13 Temmuz Cuma sabahı körfez manzaralı Taylıeli Öğretmenevi Bahçesinde her yerden gelen tiyatro sanatçılarıyla kahvaltı yapıyoruz. Sevgili Eftal Gülbudak'ın olağanüstü yaratıcılığı ve emeği ile Yeni Kuşak Köy Enstitülüler Derneğinin hazırladığı (YKKED) “Türkiye'nin Geçmişindeki Yarın: Köy Enstitüleri” adlı 25 parçadan oluşan fotoğraf sergisi bahçenin duvarlarında sergilendi.  Saat 11.00'de de Burhaniye'den gelen konuklar, ülkenin her bir köşesinden gelen tiyatro sanatçıları, öğrenciler ve köylülerin katılımıyla “Aydınlanma Ateşi: Köy Enstitüleri” adlı söyleşi başladı. Burhaniye-Ören'de yaşayan Prof. Dr. Bahri Savcı'nın eşi Sudiye Savcı, Asım Bezirci'nin eşi Refika Bezirci  ve Nutku Ailesi bu etkinlikte bizleri hiç yalnız bırakmayan dostlarımızdı. İmece ile yapılan bir şenlikte Aydınlık Türkiye İmecesinin özgün kurumu Köy Enstitülerinin konuşulması çok anlamlıydı.  Söyleşiye  konuşmacı olarak Prof.Dr.Kemal Kocabaş, Fikret Can, Nedret Can, Mehmet Savur ve Erdoğan Gazioğlu katıldı. İki saat süren söyleşide ülkenin eğitim-kültür sorunları, eğitimin dinselleştirilmesi-piyasalaştırılması, çağdaş,  laik ve bilimsel eğitimin önemi ve ülkenin yüz akı Köy Enstitüleri kazanımları konuşuldu. Konuklar söz alarak söyleşiye katkı verdiler. Söyleşi Prof. Dr.
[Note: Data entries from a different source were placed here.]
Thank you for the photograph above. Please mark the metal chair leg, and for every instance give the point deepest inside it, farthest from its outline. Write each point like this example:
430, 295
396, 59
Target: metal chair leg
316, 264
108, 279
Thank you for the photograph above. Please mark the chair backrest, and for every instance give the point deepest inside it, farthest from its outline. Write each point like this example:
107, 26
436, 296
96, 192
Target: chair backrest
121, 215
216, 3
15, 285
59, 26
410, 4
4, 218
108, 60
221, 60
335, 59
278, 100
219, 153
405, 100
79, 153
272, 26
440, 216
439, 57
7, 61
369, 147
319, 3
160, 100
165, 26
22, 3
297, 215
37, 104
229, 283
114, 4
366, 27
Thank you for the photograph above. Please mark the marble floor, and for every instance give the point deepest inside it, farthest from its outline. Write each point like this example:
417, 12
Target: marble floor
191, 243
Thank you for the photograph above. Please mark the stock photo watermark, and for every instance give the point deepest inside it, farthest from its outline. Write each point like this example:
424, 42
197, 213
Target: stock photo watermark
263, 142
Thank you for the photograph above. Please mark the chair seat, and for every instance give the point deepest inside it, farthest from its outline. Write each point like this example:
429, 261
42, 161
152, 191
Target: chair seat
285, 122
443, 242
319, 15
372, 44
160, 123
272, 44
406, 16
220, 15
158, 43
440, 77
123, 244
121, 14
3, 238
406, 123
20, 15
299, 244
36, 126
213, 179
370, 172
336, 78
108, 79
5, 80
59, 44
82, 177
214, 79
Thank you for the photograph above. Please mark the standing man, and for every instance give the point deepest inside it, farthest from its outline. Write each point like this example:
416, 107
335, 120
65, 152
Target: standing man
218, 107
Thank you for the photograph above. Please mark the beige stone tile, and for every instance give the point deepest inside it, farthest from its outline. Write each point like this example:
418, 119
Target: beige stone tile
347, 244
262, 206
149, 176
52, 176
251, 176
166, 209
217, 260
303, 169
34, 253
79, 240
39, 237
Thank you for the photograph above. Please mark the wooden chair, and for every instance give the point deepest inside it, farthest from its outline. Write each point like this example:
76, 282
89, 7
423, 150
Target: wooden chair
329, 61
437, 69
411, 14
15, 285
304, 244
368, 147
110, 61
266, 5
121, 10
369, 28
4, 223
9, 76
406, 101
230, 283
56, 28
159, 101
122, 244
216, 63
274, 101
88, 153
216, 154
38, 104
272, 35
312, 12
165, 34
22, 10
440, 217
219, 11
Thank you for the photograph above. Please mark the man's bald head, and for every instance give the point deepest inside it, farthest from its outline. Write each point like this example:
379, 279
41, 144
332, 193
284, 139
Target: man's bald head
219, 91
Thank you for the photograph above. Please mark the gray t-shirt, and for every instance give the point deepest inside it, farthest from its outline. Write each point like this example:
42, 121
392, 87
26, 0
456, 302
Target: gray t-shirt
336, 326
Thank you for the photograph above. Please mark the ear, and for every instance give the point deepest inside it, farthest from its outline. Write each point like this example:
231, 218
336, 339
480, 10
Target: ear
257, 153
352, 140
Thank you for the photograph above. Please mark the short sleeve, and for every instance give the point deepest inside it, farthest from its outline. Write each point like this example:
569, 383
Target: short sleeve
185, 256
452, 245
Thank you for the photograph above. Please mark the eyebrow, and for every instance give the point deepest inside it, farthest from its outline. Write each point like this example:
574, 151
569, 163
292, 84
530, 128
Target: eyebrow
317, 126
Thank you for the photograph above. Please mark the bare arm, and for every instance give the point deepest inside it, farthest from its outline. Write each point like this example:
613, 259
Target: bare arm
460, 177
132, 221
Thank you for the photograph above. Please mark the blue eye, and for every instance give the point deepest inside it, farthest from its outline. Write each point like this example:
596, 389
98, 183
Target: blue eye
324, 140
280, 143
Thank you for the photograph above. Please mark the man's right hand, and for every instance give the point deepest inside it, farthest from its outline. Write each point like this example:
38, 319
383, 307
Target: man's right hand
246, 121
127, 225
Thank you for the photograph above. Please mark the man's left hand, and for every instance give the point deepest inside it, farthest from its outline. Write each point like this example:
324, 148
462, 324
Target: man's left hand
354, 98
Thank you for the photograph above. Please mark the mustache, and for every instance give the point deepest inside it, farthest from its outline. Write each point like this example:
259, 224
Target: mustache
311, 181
Ayfer Kocabaş'ın Köy Enstitülerinde öğrencilerin özgüvenini ve üretimle kazanılan yurtseverlik duygularını dillendiren “Ziraat Marşını” seslendirmesiyle sona erdi. Etkinlik biter bitmez aynı meydanda çocuklar için “Kukla Atölyesi” başlamıştı ve yirmi çocuk heyecanla sanatçıları izliyor ve kukla yapmayı öğreniyorlardı.  Bundan sonraki üç gün içinde Zeybek, Karagöz, Hikaye Anlatma, Çalalım Söyleyelim, Sirk Sanatları atölyesi ile çocukların yaşamları zenginleşecek, kahve söyleşileri, Savaş Dinçel Tiyatrosu, Avni Apşin Çocuk Sahnesi, Curcunabazlar Sahnesi, Kozmoz Alfabeler Kumpanyası, Sirk Tiyatrosu ile Taylıeli Köyü tiyatroya ve sanata ev sahipliği yapacak. Gece Sinemaları ile Kazdağlarına ve körfezin gece güzelliğine bakarak Suna Pekuysal filmleri izlenecekti.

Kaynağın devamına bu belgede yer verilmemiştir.